Macro actions are the highest level actions which chain together and parametrise maneuvers, either all OL or all CL, but never mixing OL and CL maneuvers.

IGP2 comes with the following macro actions and maneuvers:

| Macro Action    | Maneuvers                      |
|-----------------|--------------------------------|
| Continue        | follow-lane                    |
| ChangeLaneLeft  | follow-lane, switch-lane-left  |
| ChangeLaneRight | follow-lane, switch-lane-right |
| Exit            | follow-lane, give-way, turn    |
| Stop            | stop                           |

## How to define your own behaviour?

In order to create new behaviour for vehicles you have to create a new macro action.
For this you must do the following three steps:
1. Define any new OL maneuvers
2. Define and register any new CL maneuvers
3. Define and register a new macro action

Before you get started writing your own code, you can take a look at the current implementation of these macro actions and maneuvers which are found in the package `igp2.planlibrary`.

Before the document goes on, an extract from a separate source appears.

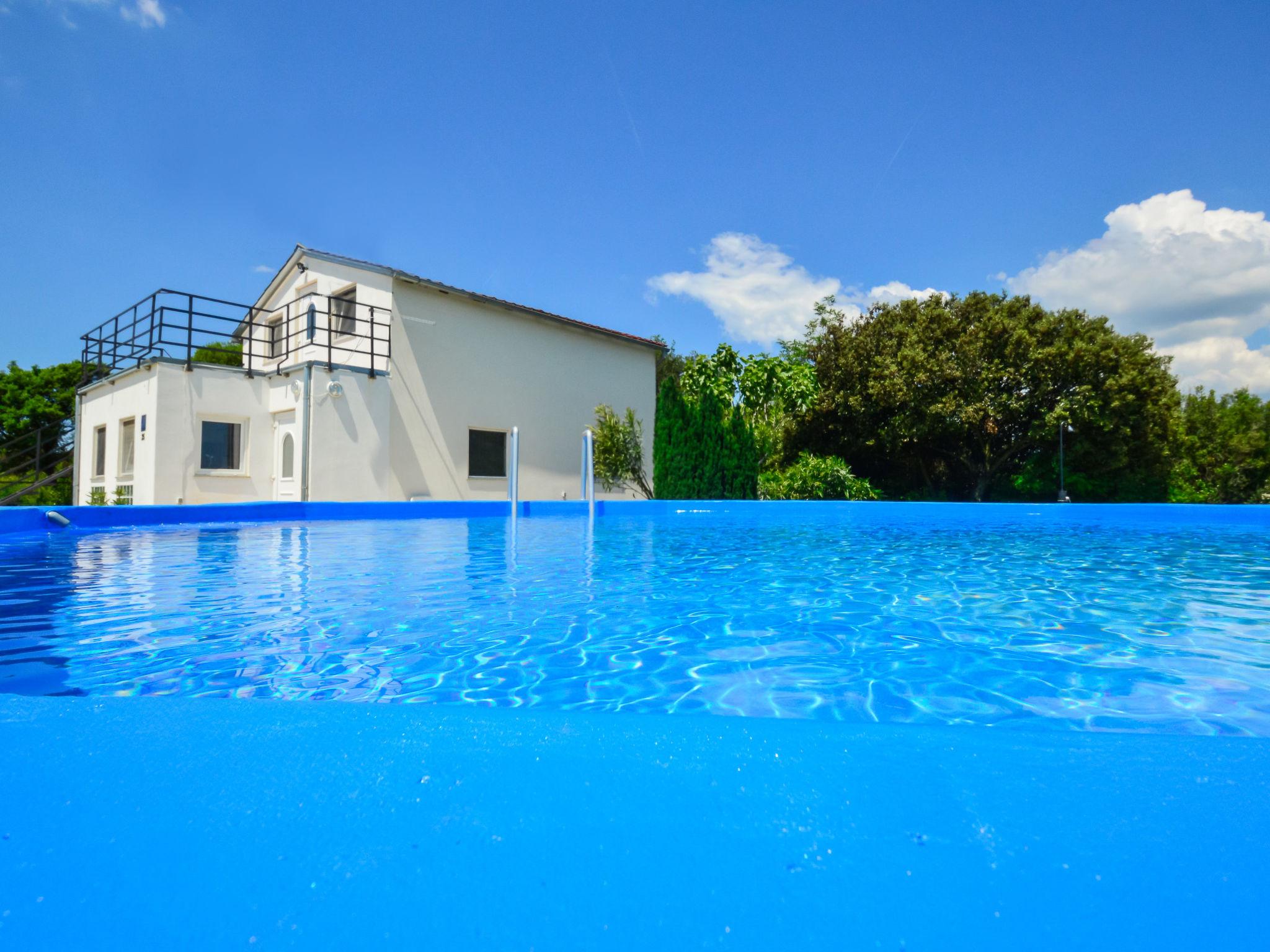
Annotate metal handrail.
[80,288,391,376]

### Creating a new OL maneuver

To create a new OL maneuver, you should create a new class as a subclass of the `igp2.planlibrary.maneuver.Maneuver` parent class. 
All maneuvers (CL or OL) must inherit this class. If your maneuver only involves lane-following then you may also inherit the  `igp2.planlibrary.maneuver.FollowLane` class instead, which provides built-in lane following capabilities.

After creating your class, you should override any methods where you wish to insert new behaviour.

The following code snippet shows how to create a new subclass of `Maneuver` and which methods should be overriden.

```python
import igp2 as ip

class NewOLManeuver(ip.Maneuver):
    """ My new open-loop maneuver. """

    def get_trajectory(self, frame: Dict[int, ip.AgentState], scenario_map: ip.Map) \ 
            -> ip.VelocityTrajectory:
        """ The most crucial method to override. This method determines
            the entire trajectory and velocity profile of the maneuver. """
    
    def applicable(state: ip.AgentState, scenario_map: ip.Map) -> bool:
        """ Important to override. This method determines whether the maneuver
            can be executed in the given state of the environment at all. """
        
    def _get_lane_sequence(self, state: ip.AgentState, scenario_map: ip.Map) \
        -> List[ip.Lane]:
        """ This method returns the sequence of lanes that the vehicle
            should follow during its execution of this maneuver. """
```

Once you have defined at least the `get_trajectory`, `applicable`, `_get_lane_sequence` functions in your OL maneuver, then it is ready to be used in the next step: defining and registering CL maneuvers.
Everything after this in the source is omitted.